Kim Atkins says that theme fits perfectly with downtown Mooresville's mission to drawing customers from miles away to the historic business district.
"Based on (Wow's) size, they're going to have a pretty large advertising reach," said Atkins, executive director of the Mooresville Downtown Commission. "In a downtown situation, you advertise and it helps your neighbor and vice versa.
"This is going to help us continue to create that 'destination' atmosphere."
Wow Home Furnishings bills itself as a retail/wholesale emporium containing a wide variety of domestic and imported furniture, home decor and accessories.
A centerpiece of its stores are Persian-style area rugs manufactured in Turkey. That import business is a focal point of Wow's parent company, Concord Global Trading of New York City, which purchased the Mooresville mill site for $500,000.
Wow Home Furnishings has two other retail locations, in Jefferson, Ga. and Fort Lawn, S.C., about 16 miles south of Rock Hill.
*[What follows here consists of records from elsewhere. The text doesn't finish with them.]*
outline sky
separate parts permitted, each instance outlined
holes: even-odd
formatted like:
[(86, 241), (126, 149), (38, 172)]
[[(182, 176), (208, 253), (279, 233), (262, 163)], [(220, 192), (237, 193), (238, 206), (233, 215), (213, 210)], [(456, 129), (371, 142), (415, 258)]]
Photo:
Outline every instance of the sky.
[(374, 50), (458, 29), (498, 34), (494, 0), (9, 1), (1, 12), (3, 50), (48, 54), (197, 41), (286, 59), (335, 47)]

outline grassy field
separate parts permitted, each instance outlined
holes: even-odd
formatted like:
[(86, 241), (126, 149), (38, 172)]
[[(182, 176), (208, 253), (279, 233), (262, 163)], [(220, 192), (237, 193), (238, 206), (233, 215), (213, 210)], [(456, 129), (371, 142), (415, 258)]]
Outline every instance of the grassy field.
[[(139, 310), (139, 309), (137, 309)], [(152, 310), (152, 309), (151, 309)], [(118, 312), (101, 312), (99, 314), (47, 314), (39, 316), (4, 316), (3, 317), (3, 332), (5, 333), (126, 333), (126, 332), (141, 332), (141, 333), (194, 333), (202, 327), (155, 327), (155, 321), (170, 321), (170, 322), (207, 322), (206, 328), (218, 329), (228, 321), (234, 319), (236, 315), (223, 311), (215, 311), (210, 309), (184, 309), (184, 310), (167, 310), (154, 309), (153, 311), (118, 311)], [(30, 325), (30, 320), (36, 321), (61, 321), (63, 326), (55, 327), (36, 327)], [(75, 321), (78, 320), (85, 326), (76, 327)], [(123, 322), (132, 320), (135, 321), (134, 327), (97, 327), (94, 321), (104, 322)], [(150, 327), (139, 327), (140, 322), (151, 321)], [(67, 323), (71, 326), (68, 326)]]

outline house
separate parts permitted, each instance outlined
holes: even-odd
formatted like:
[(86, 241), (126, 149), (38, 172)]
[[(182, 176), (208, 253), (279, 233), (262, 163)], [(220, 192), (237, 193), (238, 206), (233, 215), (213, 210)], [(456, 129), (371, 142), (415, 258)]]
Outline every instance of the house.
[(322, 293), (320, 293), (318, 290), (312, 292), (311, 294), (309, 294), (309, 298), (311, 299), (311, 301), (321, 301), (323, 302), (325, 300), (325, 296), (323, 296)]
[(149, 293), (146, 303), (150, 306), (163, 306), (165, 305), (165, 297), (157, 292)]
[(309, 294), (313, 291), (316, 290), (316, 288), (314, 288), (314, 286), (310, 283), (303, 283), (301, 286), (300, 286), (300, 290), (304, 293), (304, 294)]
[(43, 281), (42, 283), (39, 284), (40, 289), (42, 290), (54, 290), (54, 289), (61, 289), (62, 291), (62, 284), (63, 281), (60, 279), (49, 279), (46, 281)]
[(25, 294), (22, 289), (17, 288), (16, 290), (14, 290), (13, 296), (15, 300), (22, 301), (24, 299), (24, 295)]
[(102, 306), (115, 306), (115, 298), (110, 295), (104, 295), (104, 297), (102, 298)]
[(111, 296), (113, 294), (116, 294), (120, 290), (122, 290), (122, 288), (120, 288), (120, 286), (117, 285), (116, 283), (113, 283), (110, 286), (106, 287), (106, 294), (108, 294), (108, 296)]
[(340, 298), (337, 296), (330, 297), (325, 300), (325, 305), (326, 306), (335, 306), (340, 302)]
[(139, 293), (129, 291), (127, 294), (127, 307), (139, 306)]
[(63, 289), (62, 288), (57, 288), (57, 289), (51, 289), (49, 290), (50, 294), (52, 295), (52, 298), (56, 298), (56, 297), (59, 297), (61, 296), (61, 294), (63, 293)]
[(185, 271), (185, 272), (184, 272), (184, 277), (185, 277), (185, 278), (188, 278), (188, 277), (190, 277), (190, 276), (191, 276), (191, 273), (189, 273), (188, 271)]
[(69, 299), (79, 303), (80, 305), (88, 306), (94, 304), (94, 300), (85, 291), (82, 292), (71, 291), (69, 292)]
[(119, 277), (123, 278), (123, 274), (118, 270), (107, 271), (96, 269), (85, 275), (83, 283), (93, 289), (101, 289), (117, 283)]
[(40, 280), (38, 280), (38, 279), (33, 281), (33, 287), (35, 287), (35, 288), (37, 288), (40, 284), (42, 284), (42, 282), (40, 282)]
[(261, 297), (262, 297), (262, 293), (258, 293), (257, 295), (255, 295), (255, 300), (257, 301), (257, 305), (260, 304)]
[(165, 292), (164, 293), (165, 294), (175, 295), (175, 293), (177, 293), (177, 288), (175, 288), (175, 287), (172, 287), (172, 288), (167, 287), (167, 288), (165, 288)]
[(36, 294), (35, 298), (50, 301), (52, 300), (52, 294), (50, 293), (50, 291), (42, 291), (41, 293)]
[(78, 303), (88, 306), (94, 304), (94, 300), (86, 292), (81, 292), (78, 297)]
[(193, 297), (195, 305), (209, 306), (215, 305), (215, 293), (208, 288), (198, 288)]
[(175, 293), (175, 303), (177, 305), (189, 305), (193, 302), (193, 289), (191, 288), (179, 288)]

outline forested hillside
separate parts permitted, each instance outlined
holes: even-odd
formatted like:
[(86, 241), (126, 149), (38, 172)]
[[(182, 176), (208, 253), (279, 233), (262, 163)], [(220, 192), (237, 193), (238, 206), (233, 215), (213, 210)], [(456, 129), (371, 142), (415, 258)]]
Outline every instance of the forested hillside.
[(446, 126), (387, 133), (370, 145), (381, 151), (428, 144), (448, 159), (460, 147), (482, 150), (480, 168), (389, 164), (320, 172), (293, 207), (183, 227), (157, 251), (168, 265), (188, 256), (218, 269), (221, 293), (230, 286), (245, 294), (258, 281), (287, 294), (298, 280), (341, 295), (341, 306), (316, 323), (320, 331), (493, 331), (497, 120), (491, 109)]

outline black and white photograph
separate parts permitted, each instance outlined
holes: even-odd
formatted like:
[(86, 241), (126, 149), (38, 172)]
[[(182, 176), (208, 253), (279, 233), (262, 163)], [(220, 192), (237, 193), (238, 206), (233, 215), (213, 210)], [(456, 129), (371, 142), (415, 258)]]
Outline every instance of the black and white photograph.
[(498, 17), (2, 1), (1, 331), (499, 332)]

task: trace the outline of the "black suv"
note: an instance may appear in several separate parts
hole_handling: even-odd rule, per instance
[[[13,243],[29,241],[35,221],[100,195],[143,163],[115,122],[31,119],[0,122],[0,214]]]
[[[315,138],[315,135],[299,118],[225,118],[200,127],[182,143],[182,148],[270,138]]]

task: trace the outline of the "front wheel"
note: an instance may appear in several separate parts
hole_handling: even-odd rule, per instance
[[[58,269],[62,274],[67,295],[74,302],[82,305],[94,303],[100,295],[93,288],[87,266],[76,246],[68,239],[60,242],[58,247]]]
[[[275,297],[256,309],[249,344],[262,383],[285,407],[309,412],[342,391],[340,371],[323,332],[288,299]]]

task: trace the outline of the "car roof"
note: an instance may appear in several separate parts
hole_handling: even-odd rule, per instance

Both stores took over vacant textile mills, but neither as big as Mooresville's 755,000-square-foot Burlington facility, which has sat empty on 38 acres since its denim operation was moved to Mexico in 1999.
Michael Bay, a native of Turkey who has managed the Fort Lawn store since it opened in October 2008, will move to Mooresville to manage the facility here. Its target opening date is May.
Bay cautioned against expecting big numbers of consumers coming to town initially.
"It takes time to draw," he said. "It will locally, then expand. We've had great success with that at our other stores; they've become destinations for people from hours away."
Bay said Wow Home Furnishings promotes a European flavor for its stores. "We do a fruit market and fresh cheese market, like typical European markets, " he said.
The draw of old mill sites is a Concord Global Trading hallmark, he said. The Fort Lawn store is in a former Springs Industries plant.
"These buildings are usually so wonderful because of their history," he said. "It's such a shame to see the (Mooresville) building just sitting there. We have incredibly beautiful plans for it; we're going to make sure it keeps its flavor while improving it."
The downtown commission's Atkins said she isn't worried about the location of the mill here, confident that customers will head downtown from the interstate.
"I know (Wow) is in other old mill locations and not right off the highway, so they've seen success with that," she said. "Good signage at the interstate will help everybody."
And bottom line, said Atkins, is that anything's better than a vacant mill surrounded by chain link fencing.
"The fact that there's going to be life in that building will help us all immensely," she said. "And when you come into town from the south, it will look so much better now."
Bay said he doesn't know how many people the Mooresville store will employ, but noted that the Fort Lawn location only has two dozen.
"We don't have sales people," he explained. "You come in, there's no hard sell. We're just there to help if we're needed."